Retired judge Ellen Rosenblum, strongly backed by proponents of liberalized marijuana laws, captured 63 percent of the vote in the Democratic primary for state attorney general, trailed by former U.S. Attorney Dwight Holton with 36 percent, according to early returns.
Because no Republicans sought their party's nomination for attorney general, the Democratic primary victor, Rosenblum, becomes the presumptive winner in November's general election, making her the first woman to claim that office.
With Rosenblum and Holton taking similar stances on issues such as consumer protection, civil rights and the environment, their diametrically opposed views on medical marijuana emerged as a key point of contention in the race, so much so that the campaign was seen largely as a referendum on drug policy generally.
"As attorney general, I will make marijuana enforcement a low priority, and protect the rights of medical marijuana patients," Rosenblum said on her website before the election.
By contrast, Holton called Oregon's medical marijuana law, which has left distribution and cultivation of pot largely unregulated, a "trainwreck" that was putting pot "in the hands of kids" and others who are using it for purposes other than pain management.
In a brief victory statement issued shortly after election officials began to tally the ballots, Rosenblum said she was "honored to have been selected by the voters of Oregon as their choice for the Democratic nominee (for) Attorney General of Oregon."
She made no mention of marijuana or any other specific issues.

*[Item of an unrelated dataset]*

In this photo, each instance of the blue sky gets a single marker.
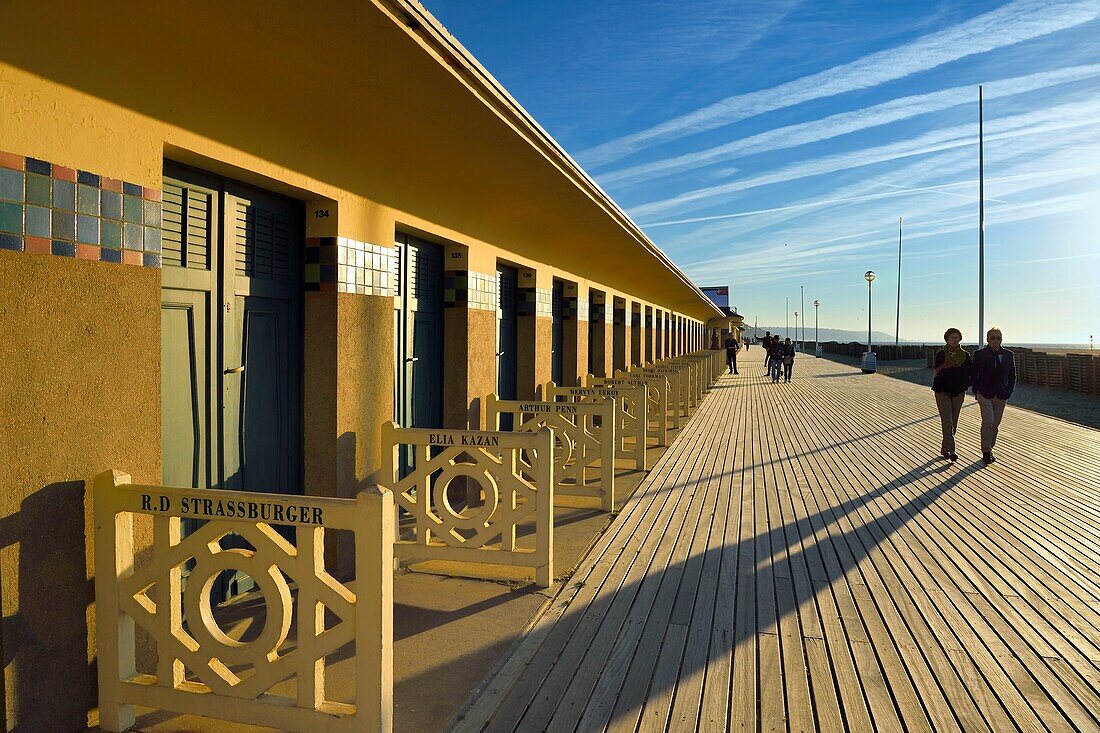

Nor did Holton, who in his concession statement thanked, among others, the coalition of organized labor groups that backed his candidacy.
But medical marijuana advocates seized on Rosenblum's win as a sign that voters were at odds with the federal government's recent crackdown on storefront cannabis shops in states that have legalized personal use, possession and cultivation of pot for healthcare reasons.
As Oregon's chief federal prosecutor last year, Holton was in the vanguard of that crackdown, sending letters to owners, operators and landlords of storefront pot outlets warning they faced prosecution and civil enforcement actions for involvement in the sale of cannabis.
While medical marijuana is legal in Oregon, the sale for profit of cannabis to any of the state's 55,000 registered cannabis patients is considered illegal, although growers can be reimbursed for supplies and utilities.
Even so, some medical marijuana "cafes" have sprung up in the state, drawing the ire of groups opposed to drug use.
The primary contest unfolded as two groups in Oregon are racing to collect enough signatures for two separate ballot initiatives seeking to legalize marijuana for recreational use in the state.
If their efforts are successful, Oregon voters will join those in Colorado and Washington state who will decide on the matter in November. A total of 16 states, plus the District of Columbia, allow medical marijuana, though cannabis remains classified as an illegal narcotic under federal law.
Some experts predicted a Rosenblum triumph could resonate well outside of Oregon's largely Democratic-registered electorate.
"A victory for Rosenblum could have symbolic power which would reach beyond the state into the national debate," said University of Oregon political science professor Joe Lowndes.